Darmanin appelle à des injonctions de soins pour les attaquants à Paris
L'individu, déjà connu des forces de l'ordre, responsable de l'attaque à Paris qui a entraîné la mort d'une personne et blessé deux autres, souffre de problèmes psychiatriques. Cependant, il a interrompu son traitement médical.
Tl;dr
La France face à la menace terroriste
Le samedi 2 décembre 2023, le pont de Bir-Hakeim, situé près de la Tour Eiffel, a été le théâtre d’une attaque meurtrière. L’assaillant, connu sous le nom d’Armand R., a fait un mort et deux blessés. Atteint de troubles psychiatriques, il avait interrompu son traitement médical. Armand R. était déjà connu des services de police pour son islamisme radical.

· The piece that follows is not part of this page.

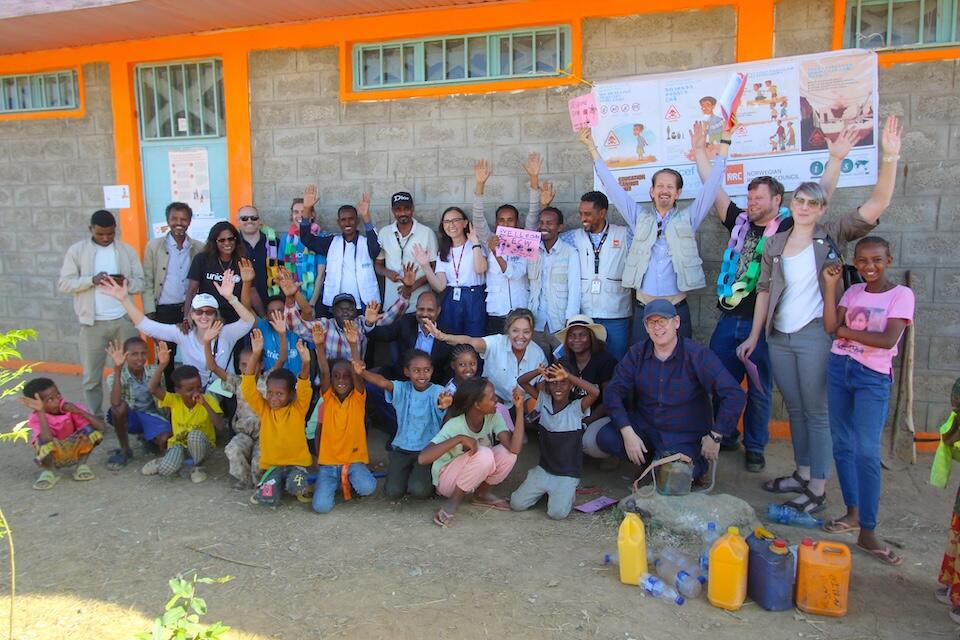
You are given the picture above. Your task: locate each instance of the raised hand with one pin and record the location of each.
(115, 351)
(247, 272)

Darmanin défend le travail des forces de police
Invité au journal télévisé de TF1, le ministre de l’Intérieur, Gérald Darmanin, a défendu avec vigueur le travail des forces de police. Il a également évoqué la nécessité de renforcer les pouvoirs publics pour exiger des injonctions de soins pour les personnes souffrant de troubles psychiatriques. « Les policiers ne sont pas des médecins, mais ils doivent gérer des personnes sous troubles psychotiques », a-t-il souligné.
Des mesures de sécurité pour les Jeux Olympiques 2024
Darmanin a également assuré que des périmètres de sécurité seraient mis en place pour les Jeux Olympiques de Paris en 2024. « Il y aura un cordon qui empêchera les gens de rentrer », a-t-il annoncé. Le plan de sécurité pour les épreuves olympiques n’est pas encore arrêté, mais les inquiétudes sur le bon déroulement de l’événement se ravivent.
Enquête en cours
Actuellement, trois personnes de l’entourage de l’assaillant sont en garde à vue. Une enquête pour assassinat a été ouverte par le Parquet national antiterroriste (PNAT). Armand R., né de parents iraniens en 1997, avait déjà été condamné en 2018 pour un projet d’attaque terroriste. « Il était issu d’une famille sans aucun engagement religieux et s’est rapidement converti à l’islamisme radical », a révélé Jean-François Ricard, procureur de la République du PNAT.